The thought of losing either wife or daughter—scared the sh** out of me and I just lost it. The tears did feel good, I guess…to get that release. And it was also good to know that Joann was secretly enjoying the moment, even though she hurt for me; she had never seen me cry and wished she could have caught some of my tears in a dixie cup as a souvenir.
And now here we are. Clara is healthy and growing, albeit with the help of doctors. But she's getting "A-pluses" from her doctors and is on the right track to eventually be released. Joann is rapidly recovering and feeling better and more like her old, pre-pregnancy self every day. Though it wasn't our plan, at least Joann's pain is gone, and the stress and fear of the unknown are gone, and our baby is safe. All three of us seem destined for a happy, healthy future. And while life in a hospital is not the optimal place to call home, it works for now. The personal pizzas in the cafeteria are good and reasonably priced.

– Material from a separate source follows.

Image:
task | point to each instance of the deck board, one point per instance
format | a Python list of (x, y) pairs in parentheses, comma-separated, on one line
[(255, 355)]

I haven’t cried in the last two weeks, though I have felt some new emotions that I couldn’t really experience until two weeks ago. Daddy emotions. It doesn’t take much for Clara to move me. The best part of my day is “skin-to-skin” time where Clara and I just sit together. I talk to her, sing to her, make faces at her, but mostly just stare and smile. I helped make her. I will help grow her, nurture her. Protect her, care for her, advocate for her. Make her feel important, empowered, whole, loved.
My heart aches when I think of her and how much I just want to keep her safe, make her happy, instruct her in such a way that she finds the fullness of life that I feel today when I look at my wife—alive, recovering, smiling, with me and not away from me—and when I look at my daughter, and feel like this is the pinnacle of human existence: being with the ones I love so deeply that the thought of losing them can literally bring me to tears.
PS...I suspect more tears will come...I imagine I'll cry with Clara one day. Maybe when, as a teenager, she comes home in tears because some boy broke her heart (I'll kill him). Or maybe when in Jr High, some girls bully her (I'll kill them). Or maybe even sooner, when she falls off the playground slide (I'll kill the slide designer). Or even more immediately, maybe when a dog barks at her and scares her (yep...I'll kill the dog). I got your back, Clara. And I'll cry with you, if I can.